The section on each region of the UK in the book are quite short – about two pages each for Northern Ireland, Scotland and Wales – so for local readers it’s not the place to go for a full-blown analysis for the changing dynamics of religion in Northern Ireland. Davie does, however, note that by certain indicators, the Catholic population of Northern Ireland seems to be ‘secularizing’ more rapidly than the Protestant population – something that I explore in more depth in the forthcoming Transforming Post-Catholic Ireland.
There is much in Davie’s new book for sociologists of religion, as it provides a succinct and elegantly written overview of the state of the field. I anticipate it will become essential reading for students not only in Britain, but also in Europe and North America, as it engages effectively with so many of the debates that are relevant in Western religious contexts.
But there is also plenty in the book for the religious activists and practitioners who may already have been influenced by Davie’s development of ideas like ‘believing without belonging’ and ‘vicarious religion.’ It is clearly written and even the theoretical sections on secularization and religious markets are done with a light and balanced touch. Davie seems aware that this constituency may also be part of her audience, at times even providing advice for them (p. 80):
‘Specifically the churches’ personnel need to appreciate that the situation described as believing without belonging is neither better nor worse than a more straightforwardly (if one may use that term) secular society. It is simply different. Those that minister to a half-believing, rather than unbelieving, society will find that there are advantages and disadvantages to this situation, as there are in any other.’
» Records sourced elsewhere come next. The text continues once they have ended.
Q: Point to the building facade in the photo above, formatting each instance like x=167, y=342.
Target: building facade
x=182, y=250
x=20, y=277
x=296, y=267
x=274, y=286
Near the end of the book, she points to research by Linda Woodhead on the ‘fuzzy’ religious ‘nones’ – people who ‘do not decisively reject God’ but rather ‘ … resist … any kind of identification with ‘religion’ (whether general or specific) or with the label ‘religious’’ (p. 226). She wonders whether ‘believing without belonging’ will gain a new lease of life in describing this growing constituency. For me, this leads to further questions about how religion may continue to influence social and political life in subtle and unexpected ways.
It is questions like that which will continue to occupy not only academics, but those who are living out their faith in changing contexts such as Britain, Ireland, and other parts of Europe and North America. Religion in Britain provides useful insights to those wishing to understand these changing contexts better.